For Immediate Release
Contact: Brandon Costerison
314-962-3456 xt 370 (office)
(St. Louis)– Earlier today, NCADA reported that preliminary numbers indicate a dramatic increase in opioid related overdose deaths here in the St. Louis area. The most recent data show about 545 opioid overdose deaths through October, 2016 which suggests the total for the year will exceed 600. This is nearly a 20% increase over 2015, which, until now, was the worst year on record.
The biggest increases came in Jefferson and Franklin Counties as well as the City of St. Louis. Through the end of October, 200 people died from fatal overdoses in the City, more than a 50% increase from the 131 who died in all of 2015.
“This dramatic increase is terribly concerning,” said NCADA Executive Director Howard Weissman. “We expect that the primary cause is the growing presence of heroin tainted with fentanyl, a powerful and deadly synthetic opioid.”
While the number of fatal overdoses is alarming and continuing evidence of an ongoing public health crisis, there are reasons to be hopeful for our region’s future. In 2016, St. Louis was chosen as a participant in the DEA 360 Strategy, an investment by the federal agency to take an innovative approach that, in addition to enforcement, involves cooperation with drug manufacturers, pharmacies and doctors to reduce diversion, and community outreach through partnerships with local social service agencies.
In addition, several municipalities have passed ordinances that will help prevent opioid misuse and offer protection to those who call for medical assistance in the event of an overdose. In August, naloxone, an overdose reversal medication, became available from pharmacies without a prescription. And in September, the Missouri Opioid-Heroin Overdose Prevention and Education Project, a large, federally funded program was launched. MO-HOPE aims to reduce opioid related deaths through overdose education and naloxone distribution, in addition to increasing prevention and public awareness raising efforts.
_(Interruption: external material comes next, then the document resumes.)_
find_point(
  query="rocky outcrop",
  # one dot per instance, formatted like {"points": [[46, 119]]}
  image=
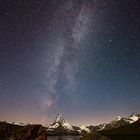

“Unfortunately we don’t have a silver bullet,” said Brandon Costerison, Public Awareness Specialist with NCADA. “This requires the efforts of the prevention, medical, law enforcement, treatment and harm reduction communities all working together. We can only hope that decision-makers and funders at the municipal, state, and federal level—as well as corporate and private citizens—continue to invest resources and advocate for reforms so we can save more lives and, better yet, do more to prevent addiction from taking root in the first place.”
NCADA is a community health agency that works to reduce or prevent the harms of alcohol and other drug use through education, intervention and advocacy.